Security Bank Corporation recognizes technology, information security and business continuity risks as some of the most significant risks currently faced by the Bank. To provide focus in the management of these risks, the Risk Oversight Committee (ROC) forms the Information Security Risk Management Committee (ISRMC), tasked with the oversight and maintenance of the company’s information security risk management program.

II. Memberships

• The Committee shall be composed of five (5) members, including the Chairperson.
• The ROC shall appoint the Committee members, fill vacancies occurring in the Committee, and designate the Chair of the Committee.

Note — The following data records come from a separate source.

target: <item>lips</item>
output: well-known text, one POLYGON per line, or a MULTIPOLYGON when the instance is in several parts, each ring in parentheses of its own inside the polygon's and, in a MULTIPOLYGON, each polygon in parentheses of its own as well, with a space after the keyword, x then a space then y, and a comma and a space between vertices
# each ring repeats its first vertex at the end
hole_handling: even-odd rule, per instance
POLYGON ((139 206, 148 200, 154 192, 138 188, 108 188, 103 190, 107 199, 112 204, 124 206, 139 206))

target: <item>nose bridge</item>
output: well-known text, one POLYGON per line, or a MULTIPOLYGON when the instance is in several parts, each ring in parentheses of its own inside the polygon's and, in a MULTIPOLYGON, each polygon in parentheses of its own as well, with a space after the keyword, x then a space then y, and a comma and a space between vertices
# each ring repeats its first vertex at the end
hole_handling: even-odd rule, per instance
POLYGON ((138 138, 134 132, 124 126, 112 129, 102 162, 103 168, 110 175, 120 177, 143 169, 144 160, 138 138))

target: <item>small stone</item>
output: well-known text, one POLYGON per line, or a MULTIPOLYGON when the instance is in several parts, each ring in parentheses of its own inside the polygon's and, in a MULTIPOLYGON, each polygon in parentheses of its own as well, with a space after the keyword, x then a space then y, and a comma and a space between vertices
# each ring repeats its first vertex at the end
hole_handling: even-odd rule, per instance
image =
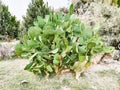
POLYGON ((28 84, 28 81, 27 81, 27 80, 22 80, 22 81, 20 82, 20 84, 22 84, 22 85, 28 84))

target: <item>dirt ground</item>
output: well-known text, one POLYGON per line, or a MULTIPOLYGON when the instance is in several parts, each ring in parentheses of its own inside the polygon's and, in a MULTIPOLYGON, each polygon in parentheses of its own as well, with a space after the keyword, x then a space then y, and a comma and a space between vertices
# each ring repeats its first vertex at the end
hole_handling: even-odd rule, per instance
POLYGON ((25 71, 28 60, 0 62, 0 90, 120 90, 120 61, 101 62, 85 71, 79 80, 71 73, 49 80, 25 71))

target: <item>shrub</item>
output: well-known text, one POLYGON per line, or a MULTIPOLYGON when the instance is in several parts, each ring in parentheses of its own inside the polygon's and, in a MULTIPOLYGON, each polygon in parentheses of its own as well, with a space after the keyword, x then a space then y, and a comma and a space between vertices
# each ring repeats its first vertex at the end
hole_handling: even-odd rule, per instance
POLYGON ((0 2, 0 35, 8 35, 11 38, 18 37, 19 21, 8 11, 8 7, 0 2))
POLYGON ((80 69, 87 57, 85 66, 94 54, 114 49, 103 45, 96 28, 87 28, 73 17, 70 14, 63 17, 61 13, 37 17, 23 44, 16 46, 16 55, 30 59, 25 70, 43 75, 60 74, 66 68, 73 71, 80 69), (75 62, 79 62, 77 68, 75 62))
POLYGON ((49 14, 51 9, 47 4, 44 4, 43 0, 32 0, 28 5, 26 16, 23 16, 23 25, 21 27, 22 34, 26 34, 28 28, 33 26, 33 22, 37 20, 37 16, 45 17, 49 14))

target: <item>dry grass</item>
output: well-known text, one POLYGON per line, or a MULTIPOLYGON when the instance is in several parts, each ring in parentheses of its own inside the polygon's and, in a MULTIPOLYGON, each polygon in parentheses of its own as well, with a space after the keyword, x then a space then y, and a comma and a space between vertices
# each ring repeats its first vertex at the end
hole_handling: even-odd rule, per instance
POLYGON ((72 74, 46 80, 25 71, 27 63, 27 60, 19 59, 1 61, 0 90, 120 90, 120 69, 114 70, 120 65, 111 69, 108 69, 111 66, 93 66, 77 81, 72 74), (28 83, 21 84, 24 80, 28 83))

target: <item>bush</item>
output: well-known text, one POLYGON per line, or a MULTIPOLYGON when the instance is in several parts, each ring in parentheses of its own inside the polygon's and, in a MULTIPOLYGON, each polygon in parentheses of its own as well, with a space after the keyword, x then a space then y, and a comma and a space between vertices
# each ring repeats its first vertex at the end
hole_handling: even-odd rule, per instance
POLYGON ((89 66, 94 54, 114 49, 104 47, 96 28, 87 28, 73 17, 61 13, 37 17, 23 44, 16 46, 16 55, 30 59, 25 70, 43 75, 60 74, 64 69, 73 71, 80 69, 85 60, 85 67, 89 66), (79 62, 77 68, 75 62, 79 62))
POLYGON ((8 35, 10 38, 18 37, 19 21, 8 11, 8 7, 0 2, 0 35, 8 35))
POLYGON ((51 9, 47 4, 44 4, 43 0, 32 0, 28 5, 26 16, 23 16, 23 25, 21 27, 22 35, 25 35, 30 26, 33 26, 33 22, 37 20, 37 16, 45 17, 49 14, 51 9))

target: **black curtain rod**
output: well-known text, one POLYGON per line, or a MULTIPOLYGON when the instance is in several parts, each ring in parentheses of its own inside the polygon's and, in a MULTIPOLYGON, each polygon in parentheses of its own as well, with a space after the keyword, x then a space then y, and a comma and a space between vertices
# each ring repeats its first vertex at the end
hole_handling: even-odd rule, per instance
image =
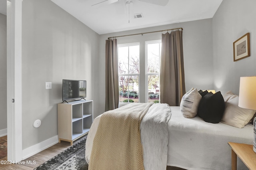
POLYGON ((169 29, 169 30, 161 30, 161 31, 152 31, 152 32, 144 32, 144 33, 143 33, 125 35, 124 36, 116 36, 115 37, 108 37, 108 39, 109 40, 110 38, 116 38, 117 37, 125 37, 125 36, 135 36, 135 35, 140 35, 140 34, 141 34, 142 36, 143 36, 143 34, 145 34, 153 33, 154 33, 154 32, 162 32, 163 31, 168 31, 173 30, 179 30, 179 29, 181 29, 182 31, 183 30, 183 28, 173 28, 173 29, 169 29))

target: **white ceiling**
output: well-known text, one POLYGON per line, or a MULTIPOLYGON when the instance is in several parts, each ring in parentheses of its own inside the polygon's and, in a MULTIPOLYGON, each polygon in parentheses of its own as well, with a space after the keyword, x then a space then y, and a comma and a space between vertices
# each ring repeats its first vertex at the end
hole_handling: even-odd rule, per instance
POLYGON ((128 23, 126 0, 93 6, 103 0, 51 0, 99 34, 212 18, 222 1, 169 0, 162 6, 132 0, 133 13, 144 17, 128 23))
MULTIPOLYGON (((132 0, 130 13, 142 13, 143 18, 131 16, 129 23, 126 0, 93 6, 104 0, 51 0, 99 34, 212 18, 222 1, 169 0, 163 6, 132 0)), ((0 0, 0 13, 6 15, 6 0, 0 0)))

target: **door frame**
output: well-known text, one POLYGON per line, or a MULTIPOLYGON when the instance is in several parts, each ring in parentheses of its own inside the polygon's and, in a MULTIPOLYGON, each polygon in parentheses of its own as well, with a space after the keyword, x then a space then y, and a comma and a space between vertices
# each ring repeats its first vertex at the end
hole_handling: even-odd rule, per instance
POLYGON ((7 159, 22 160, 22 0, 7 1, 7 159))

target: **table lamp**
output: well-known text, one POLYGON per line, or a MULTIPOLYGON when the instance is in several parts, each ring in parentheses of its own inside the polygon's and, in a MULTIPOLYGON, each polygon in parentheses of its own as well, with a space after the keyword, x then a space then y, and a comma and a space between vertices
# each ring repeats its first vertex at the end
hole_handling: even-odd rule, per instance
MULTIPOLYGON (((240 77, 238 106, 256 110, 256 76, 240 77)), ((256 118, 253 120, 253 151, 256 152, 256 118)))

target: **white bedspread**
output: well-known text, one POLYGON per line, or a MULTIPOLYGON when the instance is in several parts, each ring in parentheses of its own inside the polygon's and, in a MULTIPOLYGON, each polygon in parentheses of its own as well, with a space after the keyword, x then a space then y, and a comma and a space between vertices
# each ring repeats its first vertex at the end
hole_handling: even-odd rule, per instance
MULTIPOLYGON (((240 128, 222 123, 204 122, 198 117, 184 117, 178 107, 171 107, 168 123, 167 165, 187 170, 231 169, 228 142, 252 144, 253 126, 240 128)), ((248 169, 240 158, 238 170, 248 169)))
MULTIPOLYGON (((86 139, 85 156, 88 163, 100 117, 94 119, 86 139)), ((154 104, 150 107, 142 121, 141 139, 145 170, 166 170, 168 138, 167 123, 170 117, 170 109, 168 105, 154 104)))
MULTIPOLYGON (((230 170, 231 149, 228 142, 252 144, 253 126, 250 124, 240 128, 222 123, 208 123, 198 117, 185 118, 179 107, 163 105, 162 109, 158 107, 162 105, 152 105, 141 123, 146 170, 166 170, 167 164, 188 170, 230 170), (153 117, 156 119, 151 119, 153 117), (160 126, 157 125, 159 123, 160 126)), ((100 118, 94 119, 86 140, 88 162, 100 118)), ((248 169, 239 158, 237 164, 238 170, 248 169)))

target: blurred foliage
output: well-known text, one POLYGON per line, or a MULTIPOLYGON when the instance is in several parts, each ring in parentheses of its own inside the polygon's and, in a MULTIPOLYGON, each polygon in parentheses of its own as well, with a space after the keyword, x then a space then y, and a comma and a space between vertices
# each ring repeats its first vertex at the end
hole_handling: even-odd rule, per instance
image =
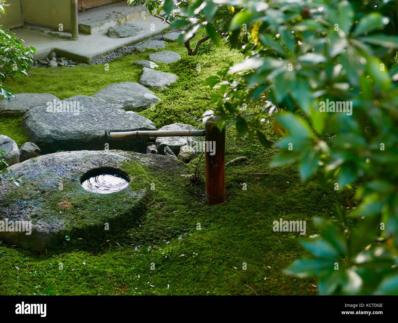
POLYGON ((283 138, 274 166, 297 164, 303 182, 316 174, 326 190, 363 183, 356 206, 314 218, 320 235, 302 243, 313 257, 286 272, 318 277, 322 294, 398 294, 397 2, 128 2, 181 29, 181 43, 200 30, 245 55, 204 83, 218 90, 204 121, 216 115, 221 128, 233 120, 241 135, 268 147, 261 124, 275 114, 283 138), (321 112, 330 102, 352 108, 321 112), (247 117, 253 103, 263 108, 247 117))
MULTIPOLYGON (((6 10, 0 2, 0 15, 6 10)), ((1 23, 0 18, 0 23, 1 23)), ((32 46, 25 47, 21 38, 12 31, 3 30, 0 27, 0 96, 10 100, 14 96, 3 84, 7 78, 27 75, 27 71, 33 64, 33 56, 36 49, 32 46)))

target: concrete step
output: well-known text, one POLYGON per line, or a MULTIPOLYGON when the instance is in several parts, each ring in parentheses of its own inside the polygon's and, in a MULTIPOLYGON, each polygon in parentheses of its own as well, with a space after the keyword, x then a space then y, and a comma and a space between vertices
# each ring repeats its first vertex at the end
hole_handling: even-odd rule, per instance
POLYGON ((97 33, 107 30, 110 27, 141 19, 148 13, 148 10, 143 5, 113 11, 80 21, 79 23, 79 32, 88 35, 97 33))

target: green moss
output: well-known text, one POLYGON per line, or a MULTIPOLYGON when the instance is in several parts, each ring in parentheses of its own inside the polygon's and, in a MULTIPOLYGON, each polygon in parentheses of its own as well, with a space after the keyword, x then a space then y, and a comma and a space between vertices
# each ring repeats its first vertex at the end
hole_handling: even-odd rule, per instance
POLYGON ((19 147, 29 141, 22 128, 22 117, 0 117, 0 134, 10 137, 19 147))
MULTIPOLYGON (((195 124, 194 118, 200 116, 210 93, 200 87, 201 79, 242 57, 224 46, 189 58, 177 44, 169 44, 166 49, 179 53, 181 61, 160 64, 158 69, 177 74, 179 81, 169 89, 154 91, 162 101, 154 111, 142 113, 158 126, 181 121, 195 124), (199 74, 197 62, 201 64, 199 74)), ((60 98, 90 95, 117 82, 137 82, 140 68, 133 62, 147 59, 146 55, 118 59, 110 63, 107 72, 102 66, 34 70, 13 85, 19 91, 49 91, 60 98)), ((272 136, 270 126, 263 127, 272 136)), ((299 243, 302 236, 275 232, 273 222, 281 217, 306 220, 305 236, 315 234, 312 217, 330 217, 335 202, 345 203, 345 195, 325 192, 315 182, 302 185, 295 167, 270 168, 276 151, 265 149, 256 140, 237 139, 234 127, 230 128, 226 161, 240 156, 248 159, 227 166, 227 200, 214 206, 205 200, 204 171, 201 180, 194 184, 167 167, 159 171, 144 167, 146 180, 155 189, 145 205, 146 213, 139 216, 137 223, 125 225, 111 239, 90 240, 96 244, 88 245, 84 240, 80 246, 65 242, 59 251, 41 255, 0 247, 0 294, 316 294, 315 280, 296 278, 283 271, 305 254, 299 243), (243 183, 247 190, 242 189, 243 183), (244 263, 247 270, 242 269, 244 263)), ((193 173, 198 160, 192 162, 185 175, 193 173)), ((203 163, 202 159, 202 167, 203 163)), ((126 165, 124 169, 133 172, 131 167, 134 165, 126 165)), ((96 202, 88 199, 82 203, 94 206, 96 202)), ((100 213, 109 211, 105 208, 100 213)))

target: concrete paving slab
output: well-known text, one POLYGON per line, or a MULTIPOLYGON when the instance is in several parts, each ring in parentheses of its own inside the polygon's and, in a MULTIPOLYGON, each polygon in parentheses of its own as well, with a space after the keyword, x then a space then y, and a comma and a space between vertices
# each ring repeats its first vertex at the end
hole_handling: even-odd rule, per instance
POLYGON ((157 35, 169 25, 151 16, 134 21, 135 24, 142 27, 141 32, 123 38, 110 38, 106 35, 107 31, 92 35, 80 34, 75 41, 54 37, 29 29, 17 28, 12 31, 25 39, 25 46, 32 46, 36 49, 36 55, 39 58, 43 58, 54 51, 60 57, 90 63, 119 47, 138 43, 157 35))

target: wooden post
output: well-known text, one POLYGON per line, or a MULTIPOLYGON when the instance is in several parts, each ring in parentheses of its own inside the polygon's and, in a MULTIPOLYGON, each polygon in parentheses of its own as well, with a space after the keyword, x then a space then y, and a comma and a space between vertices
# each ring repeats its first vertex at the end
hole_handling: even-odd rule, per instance
POLYGON ((77 0, 70 0, 71 19, 72 23, 72 37, 79 36, 79 23, 77 20, 77 0))
POLYGON ((206 199, 209 204, 225 201, 225 128, 219 130, 219 119, 213 117, 206 124, 206 199))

III. Duties and Responsibilities

• Provide guidance in the development of the Bank’s policies, risk appetite and limits relevant to the management of technology, information security and business continuity risks, ensuring that current and emerging risk exposures are consistent with the Bank’s strategic direction and over- all risk appetite.
• Receive, review, and provide inputs to reports of significant risk issues identified by management and ensure that said risks are promptly assessed, mitigated, or corrected, and monitored.
  • Material residual risks and threats, and the appropriateness of the risk management policies, procedures and mitigation controls in place that is commensurate with the assessed severity of the risk.
  • Update on consolidated issues register, including number of new issues, closed issues, and general implementation status of key actions;
  • Significant control exposures / incidents / compliance breaches / potential fraud or malpractice and selection of most appropriate response
  • Progress against control implementation plans and any re-estimate of implementation

• Periodically review with management the Bank’s contingency/ crisis management plans, business continuity and disaster recovery plans to ensure operational resiliency.
• Ensure that the Information Security Risk Management function has adequate staff and resources and carry out their responsibilities independently, objectively, and effectively.
• Ensure that all employees undergo risk awareness training appropriate to their position and maintain these skills, as required.
• Oversee the Outsourcing Committee in its role of managing and reviewing outsourcing contracts with third party providers.